"I'm sorry I must leave, but I must do what is asked of me by my God, my Country, and my Corps.. and so, the war blog begins, again." ~B

29 October 2010

The Junior Officer's Reading Club- Patrick Hennessey

I knocked out Patrick Hennessey's The Junior Officer's Reading Club: Killing Time and Fighting Wars in 2 day. Couldn't put it down. I think it could be fairly described as the British counterpart to Craig Mulanney's The Unforgiving Minute.

There was so much I loved about this book, from his humor to his battlefield descriptions peppered with pop culture and classic references. He tells a captivating story about the journey through young adulthood with stops along the way at Sandhurst, Iraq, and Afghanistan.

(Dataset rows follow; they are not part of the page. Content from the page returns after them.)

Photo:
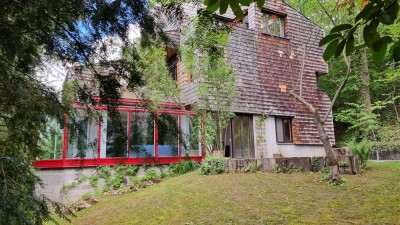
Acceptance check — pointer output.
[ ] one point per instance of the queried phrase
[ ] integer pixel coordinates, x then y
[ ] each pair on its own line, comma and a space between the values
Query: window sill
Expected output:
274, 36
284, 143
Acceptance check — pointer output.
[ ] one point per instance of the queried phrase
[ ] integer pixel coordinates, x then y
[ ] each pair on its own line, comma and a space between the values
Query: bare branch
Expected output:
303, 101
327, 13
348, 63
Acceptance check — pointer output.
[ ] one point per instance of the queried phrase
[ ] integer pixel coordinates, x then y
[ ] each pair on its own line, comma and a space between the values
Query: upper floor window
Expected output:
283, 129
173, 71
245, 22
273, 24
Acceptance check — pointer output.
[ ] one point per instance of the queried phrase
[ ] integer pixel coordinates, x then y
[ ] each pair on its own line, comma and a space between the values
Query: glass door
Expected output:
242, 136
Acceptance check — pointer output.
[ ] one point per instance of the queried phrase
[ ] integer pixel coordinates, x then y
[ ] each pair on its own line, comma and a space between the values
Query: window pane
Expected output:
263, 23
279, 130
142, 135
236, 136
114, 136
280, 27
245, 136
190, 136
271, 24
286, 130
52, 143
167, 135
82, 136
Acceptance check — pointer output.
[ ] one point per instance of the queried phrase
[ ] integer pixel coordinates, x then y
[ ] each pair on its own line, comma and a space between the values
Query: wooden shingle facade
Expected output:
267, 68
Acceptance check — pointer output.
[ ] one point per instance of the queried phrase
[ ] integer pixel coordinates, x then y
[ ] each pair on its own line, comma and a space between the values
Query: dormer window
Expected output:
273, 24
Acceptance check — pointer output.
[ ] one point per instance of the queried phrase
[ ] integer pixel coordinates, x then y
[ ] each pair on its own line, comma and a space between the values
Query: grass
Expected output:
260, 198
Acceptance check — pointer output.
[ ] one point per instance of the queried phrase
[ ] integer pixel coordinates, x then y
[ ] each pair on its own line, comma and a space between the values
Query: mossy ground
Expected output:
260, 198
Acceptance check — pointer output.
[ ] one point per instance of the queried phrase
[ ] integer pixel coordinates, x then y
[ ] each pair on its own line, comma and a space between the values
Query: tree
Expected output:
66, 30
341, 37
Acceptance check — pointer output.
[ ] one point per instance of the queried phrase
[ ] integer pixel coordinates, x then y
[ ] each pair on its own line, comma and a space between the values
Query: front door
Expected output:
238, 137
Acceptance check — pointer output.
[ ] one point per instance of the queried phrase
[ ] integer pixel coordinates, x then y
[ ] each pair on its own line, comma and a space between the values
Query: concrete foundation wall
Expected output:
55, 179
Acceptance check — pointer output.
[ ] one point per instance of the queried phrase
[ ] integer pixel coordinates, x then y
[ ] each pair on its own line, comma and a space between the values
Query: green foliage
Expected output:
30, 32
202, 54
360, 119
183, 167
326, 178
253, 167
212, 165
369, 18
361, 149
151, 174
67, 187
341, 37
87, 196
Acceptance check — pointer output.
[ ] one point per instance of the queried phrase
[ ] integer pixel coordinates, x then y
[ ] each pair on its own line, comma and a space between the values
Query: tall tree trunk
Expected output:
365, 81
323, 136
330, 156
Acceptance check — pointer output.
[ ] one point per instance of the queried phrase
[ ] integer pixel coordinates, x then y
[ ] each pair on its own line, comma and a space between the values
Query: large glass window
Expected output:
283, 129
114, 136
190, 136
141, 135
273, 24
167, 135
242, 138
82, 136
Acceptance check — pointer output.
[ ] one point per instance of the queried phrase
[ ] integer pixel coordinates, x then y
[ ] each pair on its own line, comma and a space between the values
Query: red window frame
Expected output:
129, 106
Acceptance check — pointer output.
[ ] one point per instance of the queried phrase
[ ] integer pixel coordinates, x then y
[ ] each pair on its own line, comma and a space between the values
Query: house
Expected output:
267, 50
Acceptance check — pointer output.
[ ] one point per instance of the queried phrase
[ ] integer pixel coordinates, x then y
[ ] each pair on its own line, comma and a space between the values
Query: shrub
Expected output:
212, 165
151, 175
183, 167
361, 150
87, 196
253, 167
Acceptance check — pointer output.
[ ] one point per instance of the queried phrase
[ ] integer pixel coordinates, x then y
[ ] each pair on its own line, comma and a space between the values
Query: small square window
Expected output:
273, 24
283, 129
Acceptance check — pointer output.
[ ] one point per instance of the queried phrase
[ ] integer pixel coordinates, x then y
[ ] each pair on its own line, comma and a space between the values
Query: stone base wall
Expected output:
55, 179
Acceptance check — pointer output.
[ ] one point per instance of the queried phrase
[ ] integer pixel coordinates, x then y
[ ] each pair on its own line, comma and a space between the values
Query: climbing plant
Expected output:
203, 56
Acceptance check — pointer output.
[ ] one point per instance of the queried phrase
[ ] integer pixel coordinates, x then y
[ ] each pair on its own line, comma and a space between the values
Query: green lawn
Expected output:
261, 198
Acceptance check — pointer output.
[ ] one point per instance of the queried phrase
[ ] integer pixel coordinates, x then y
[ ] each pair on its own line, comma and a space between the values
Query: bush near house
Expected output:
212, 165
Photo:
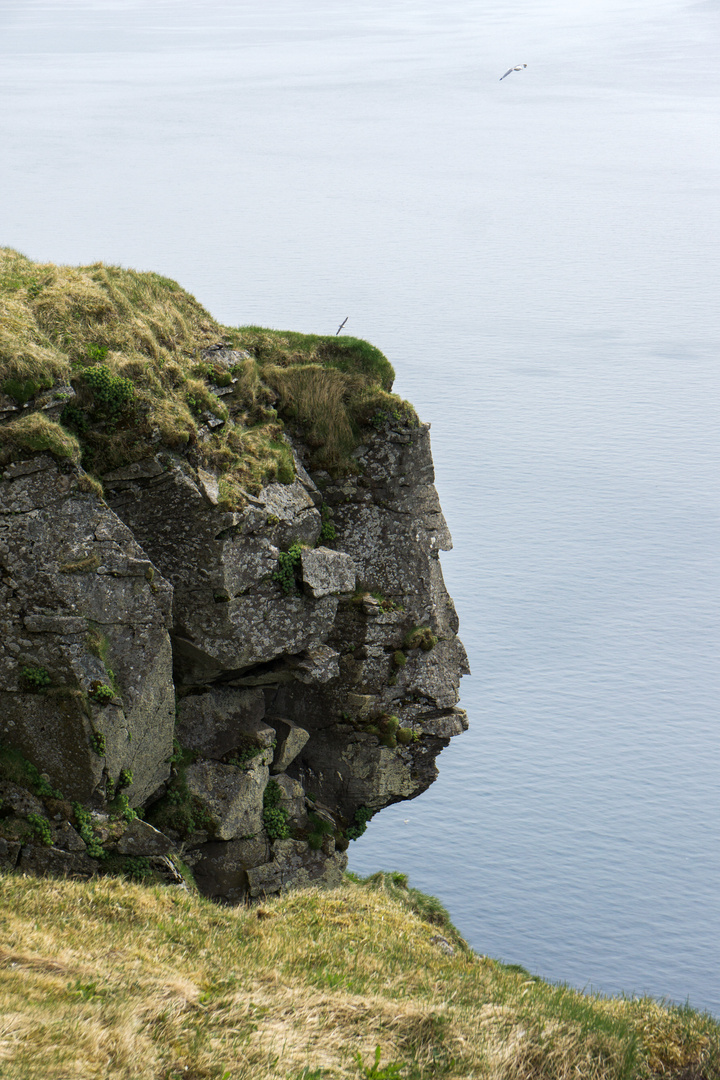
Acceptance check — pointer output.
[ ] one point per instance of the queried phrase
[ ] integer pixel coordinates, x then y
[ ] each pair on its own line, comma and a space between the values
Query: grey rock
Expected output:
19, 800
140, 838
290, 740
300, 866
232, 796
51, 862
293, 798
56, 538
67, 838
221, 871
220, 720
266, 879
320, 664
326, 571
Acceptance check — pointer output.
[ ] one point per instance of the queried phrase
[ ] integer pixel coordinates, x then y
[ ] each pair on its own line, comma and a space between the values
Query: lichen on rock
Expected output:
222, 604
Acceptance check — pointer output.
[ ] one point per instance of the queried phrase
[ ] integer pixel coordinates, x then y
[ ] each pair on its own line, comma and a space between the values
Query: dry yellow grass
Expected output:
110, 980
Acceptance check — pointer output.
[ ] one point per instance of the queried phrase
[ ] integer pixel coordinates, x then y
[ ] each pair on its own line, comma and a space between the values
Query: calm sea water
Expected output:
539, 258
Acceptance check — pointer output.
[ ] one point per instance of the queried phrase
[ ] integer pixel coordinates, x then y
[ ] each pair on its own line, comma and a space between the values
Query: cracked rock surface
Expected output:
150, 658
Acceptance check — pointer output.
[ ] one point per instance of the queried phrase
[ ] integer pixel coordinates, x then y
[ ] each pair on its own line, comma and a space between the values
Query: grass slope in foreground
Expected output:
113, 980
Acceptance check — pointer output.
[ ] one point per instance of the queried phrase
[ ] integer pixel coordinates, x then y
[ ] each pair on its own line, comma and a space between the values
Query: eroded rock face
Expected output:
300, 711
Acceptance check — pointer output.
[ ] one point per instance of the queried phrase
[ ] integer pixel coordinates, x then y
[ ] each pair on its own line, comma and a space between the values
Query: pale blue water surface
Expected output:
539, 258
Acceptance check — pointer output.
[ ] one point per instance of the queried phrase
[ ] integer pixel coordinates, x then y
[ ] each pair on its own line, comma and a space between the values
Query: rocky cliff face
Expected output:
231, 652
301, 704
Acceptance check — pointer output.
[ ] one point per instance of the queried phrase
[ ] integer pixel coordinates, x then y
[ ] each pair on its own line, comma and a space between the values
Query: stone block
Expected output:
51, 862
326, 571
290, 740
67, 838
233, 796
19, 800
320, 664
221, 871
218, 721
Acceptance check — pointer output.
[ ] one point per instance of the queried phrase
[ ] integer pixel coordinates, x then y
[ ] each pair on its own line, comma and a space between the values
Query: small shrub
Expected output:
287, 563
84, 824
40, 828
274, 818
358, 824
97, 352
103, 694
110, 392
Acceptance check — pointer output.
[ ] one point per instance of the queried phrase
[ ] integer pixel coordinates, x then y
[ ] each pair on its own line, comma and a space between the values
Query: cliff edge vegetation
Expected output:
367, 981
144, 365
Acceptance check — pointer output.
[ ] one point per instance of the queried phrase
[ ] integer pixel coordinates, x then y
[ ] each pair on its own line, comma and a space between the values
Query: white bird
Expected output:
518, 67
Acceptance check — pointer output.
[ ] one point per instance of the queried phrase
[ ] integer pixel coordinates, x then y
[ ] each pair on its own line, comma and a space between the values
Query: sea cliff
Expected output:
226, 637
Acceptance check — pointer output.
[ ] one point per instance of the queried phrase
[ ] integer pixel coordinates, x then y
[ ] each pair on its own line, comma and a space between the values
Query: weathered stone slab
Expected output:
221, 871
52, 862
218, 721
232, 796
326, 571
65, 623
320, 664
293, 798
67, 838
290, 740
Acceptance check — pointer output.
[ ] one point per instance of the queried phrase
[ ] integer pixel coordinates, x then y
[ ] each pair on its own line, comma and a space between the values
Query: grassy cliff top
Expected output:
134, 348
109, 979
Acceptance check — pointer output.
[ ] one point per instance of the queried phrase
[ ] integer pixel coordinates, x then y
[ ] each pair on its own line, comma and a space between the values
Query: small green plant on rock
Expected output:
40, 828
102, 693
420, 637
287, 564
327, 531
120, 808
125, 779
358, 824
274, 818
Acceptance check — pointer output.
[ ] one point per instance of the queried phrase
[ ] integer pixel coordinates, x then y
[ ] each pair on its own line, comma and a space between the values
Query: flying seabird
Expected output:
518, 67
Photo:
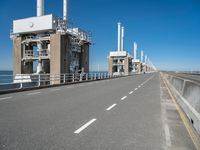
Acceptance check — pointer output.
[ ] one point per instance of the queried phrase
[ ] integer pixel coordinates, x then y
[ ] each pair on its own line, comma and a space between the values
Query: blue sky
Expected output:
167, 30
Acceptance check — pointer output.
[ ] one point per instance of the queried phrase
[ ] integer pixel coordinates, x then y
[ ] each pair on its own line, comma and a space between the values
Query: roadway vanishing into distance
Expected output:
134, 112
192, 77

He talks a lot about his time as a trainer of Afghan forces and the connections he makes to those men and their officers. I think sometimes we forget when we talk about the wars and standing up an army or the deaths of Afghan soldiers that they are brothers in arms as well. Those that stand and fight forge bonds with our military men and British allies. Sometimes I think we underestimate that bond.

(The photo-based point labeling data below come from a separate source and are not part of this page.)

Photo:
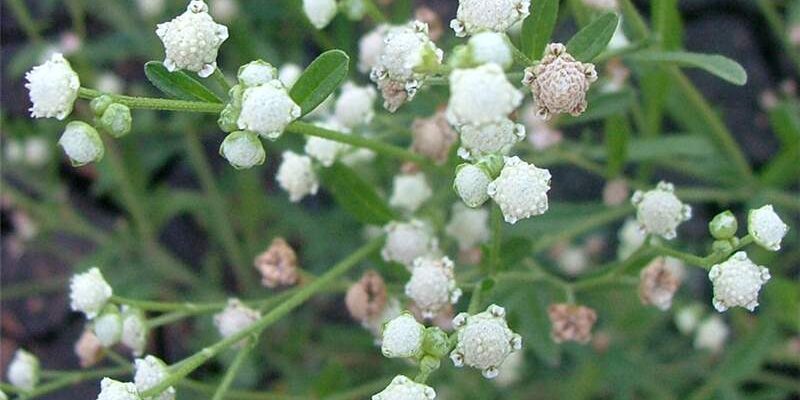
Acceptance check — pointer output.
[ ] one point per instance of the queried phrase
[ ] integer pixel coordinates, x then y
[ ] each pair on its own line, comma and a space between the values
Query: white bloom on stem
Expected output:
737, 282
192, 40
150, 371
53, 88
320, 12
432, 285
484, 340
474, 16
766, 227
410, 191
469, 227
403, 388
89, 292
402, 337
296, 175
659, 211
23, 371
520, 190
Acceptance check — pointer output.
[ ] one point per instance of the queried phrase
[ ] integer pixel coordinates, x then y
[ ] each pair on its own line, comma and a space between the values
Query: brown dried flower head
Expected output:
277, 265
433, 137
559, 83
366, 299
571, 322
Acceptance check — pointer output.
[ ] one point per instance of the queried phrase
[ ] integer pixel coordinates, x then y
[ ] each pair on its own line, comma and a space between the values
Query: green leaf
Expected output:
356, 196
538, 27
320, 79
178, 84
593, 39
721, 66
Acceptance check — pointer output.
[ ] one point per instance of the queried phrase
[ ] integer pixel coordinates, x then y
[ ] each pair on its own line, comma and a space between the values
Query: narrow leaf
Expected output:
721, 66
320, 79
178, 84
593, 39
538, 27
355, 195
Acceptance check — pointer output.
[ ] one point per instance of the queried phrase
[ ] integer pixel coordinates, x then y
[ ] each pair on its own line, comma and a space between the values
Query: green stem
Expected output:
188, 365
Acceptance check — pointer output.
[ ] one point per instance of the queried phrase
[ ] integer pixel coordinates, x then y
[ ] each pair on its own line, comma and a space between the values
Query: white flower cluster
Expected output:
192, 40
484, 340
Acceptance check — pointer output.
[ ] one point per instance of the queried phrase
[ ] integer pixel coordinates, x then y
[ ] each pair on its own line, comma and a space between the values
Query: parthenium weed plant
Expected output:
459, 282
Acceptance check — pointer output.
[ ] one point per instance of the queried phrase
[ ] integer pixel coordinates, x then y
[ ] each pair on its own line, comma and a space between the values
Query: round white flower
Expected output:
469, 227
89, 292
484, 340
53, 88
737, 282
23, 371
474, 16
402, 337
267, 109
243, 150
297, 176
320, 12
766, 227
490, 138
471, 183
491, 47
432, 285
403, 388
150, 371
115, 390
192, 40
480, 95
520, 190
405, 241
354, 107
659, 211
410, 191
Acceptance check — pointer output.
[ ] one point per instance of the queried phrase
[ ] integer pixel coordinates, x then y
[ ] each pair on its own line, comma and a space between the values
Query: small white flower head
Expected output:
469, 227
659, 211
490, 47
108, 326
81, 143
115, 390
737, 282
296, 175
320, 12
235, 318
481, 95
711, 334
267, 109
410, 191
520, 190
289, 74
474, 16
53, 88
134, 330
23, 371
484, 340
403, 388
559, 83
150, 371
243, 150
496, 137
432, 285
402, 337
89, 292
405, 241
354, 107
192, 40
766, 227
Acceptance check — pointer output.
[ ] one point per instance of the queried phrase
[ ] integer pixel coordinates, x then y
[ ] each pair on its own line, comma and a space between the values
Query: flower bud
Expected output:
81, 143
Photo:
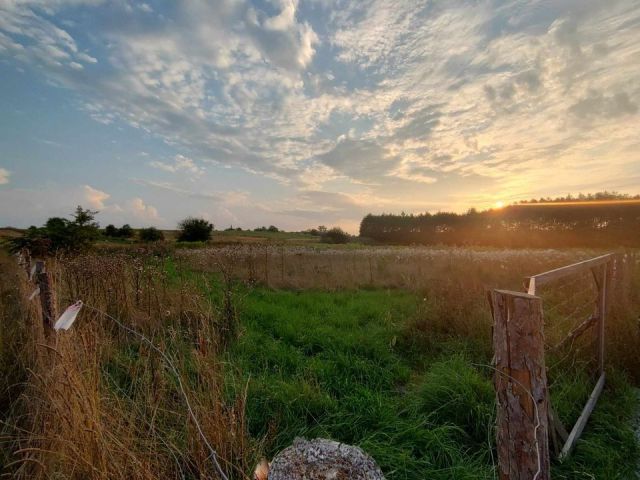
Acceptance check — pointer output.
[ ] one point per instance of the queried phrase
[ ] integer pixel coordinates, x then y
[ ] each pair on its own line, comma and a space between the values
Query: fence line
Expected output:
518, 340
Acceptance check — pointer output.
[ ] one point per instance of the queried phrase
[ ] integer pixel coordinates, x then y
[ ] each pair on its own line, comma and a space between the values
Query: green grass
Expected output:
328, 364
339, 365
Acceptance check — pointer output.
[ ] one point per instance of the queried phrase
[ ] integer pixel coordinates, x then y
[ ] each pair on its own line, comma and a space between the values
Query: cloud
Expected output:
377, 98
143, 211
180, 164
596, 104
95, 198
363, 160
4, 176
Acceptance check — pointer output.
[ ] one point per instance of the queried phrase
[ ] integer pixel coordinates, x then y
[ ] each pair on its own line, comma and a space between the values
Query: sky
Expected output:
311, 112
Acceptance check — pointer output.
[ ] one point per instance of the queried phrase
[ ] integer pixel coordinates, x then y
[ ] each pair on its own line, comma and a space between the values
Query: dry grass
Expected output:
95, 402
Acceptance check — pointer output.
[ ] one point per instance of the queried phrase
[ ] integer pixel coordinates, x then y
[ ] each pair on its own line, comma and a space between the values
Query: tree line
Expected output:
604, 219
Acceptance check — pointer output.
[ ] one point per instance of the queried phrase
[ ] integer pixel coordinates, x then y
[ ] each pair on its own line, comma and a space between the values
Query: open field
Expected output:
385, 348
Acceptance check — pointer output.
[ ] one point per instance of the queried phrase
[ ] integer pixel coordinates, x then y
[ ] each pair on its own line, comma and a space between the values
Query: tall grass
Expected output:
388, 349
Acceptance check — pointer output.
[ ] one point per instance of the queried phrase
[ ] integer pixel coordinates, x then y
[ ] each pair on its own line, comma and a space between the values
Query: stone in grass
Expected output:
322, 459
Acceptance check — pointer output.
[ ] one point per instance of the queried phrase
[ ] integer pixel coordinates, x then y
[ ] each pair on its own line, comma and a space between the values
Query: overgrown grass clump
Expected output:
375, 368
403, 373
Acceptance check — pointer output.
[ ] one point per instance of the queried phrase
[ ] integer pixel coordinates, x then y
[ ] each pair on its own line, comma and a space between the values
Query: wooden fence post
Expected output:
47, 298
521, 386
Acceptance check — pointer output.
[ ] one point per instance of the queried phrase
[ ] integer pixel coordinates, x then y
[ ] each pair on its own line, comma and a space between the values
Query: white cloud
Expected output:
4, 176
373, 98
95, 198
180, 164
143, 211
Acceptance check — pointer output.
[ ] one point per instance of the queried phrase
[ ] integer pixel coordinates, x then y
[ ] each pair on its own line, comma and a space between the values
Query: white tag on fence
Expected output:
34, 294
68, 317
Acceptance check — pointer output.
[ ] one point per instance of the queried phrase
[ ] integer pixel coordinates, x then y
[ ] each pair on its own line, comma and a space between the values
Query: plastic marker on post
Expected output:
68, 317
34, 294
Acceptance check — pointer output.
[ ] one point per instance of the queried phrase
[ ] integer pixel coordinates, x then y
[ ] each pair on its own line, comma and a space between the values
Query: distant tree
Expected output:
194, 230
125, 231
60, 234
335, 235
151, 234
111, 231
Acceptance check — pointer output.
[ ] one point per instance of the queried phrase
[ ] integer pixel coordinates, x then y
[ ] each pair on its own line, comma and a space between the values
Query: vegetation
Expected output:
60, 235
600, 220
403, 373
194, 230
270, 228
123, 232
335, 235
151, 234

I am also fascinated by points in his story where the war and the outside world combine. A lot of people are so numb and/or ignorant of events that I always find it interesting when they are jolted out of their complacency.

The best example of this is a story in which Hennessey relates the aftermath of an attack and the evacuation of casualties:

The Chinook which comes thundering into the hastily prepared landing site turns out not to be the air ambulance but a diverted R & R flight, and I'll never forget the look of horror on the face of the young, possibly pretty journalist who's sitting in the back in gimpy blue helmet, unsure why her flight home has just dropped into the Green Zone, where the air is still a-rattle with fire form the ANA on the cordon, when suddenly the reality of Helmand charges on to her lap as four sweating, swearing, emotional soldiers drop a bleeding, naked, morphine-babbling black man on her brand new hiking boots.



I find myself wondering what her side of that story is. What did she take away from that experience? What were her thoughts and emotions? Did it change the way she reported on the war? Did it change her reactions, emotions, and relationships to soldiers? Did she see war in general with new eyes?

There probably are no answers to these questions but I think they are important to ask anyway. What do we do with the war when its realities are brought home? How do those realities fundamentally change us?

Those are questions I've thought about for a long time. I still don't have answers for them.

But I love this book for sparking my interest in searching for them again.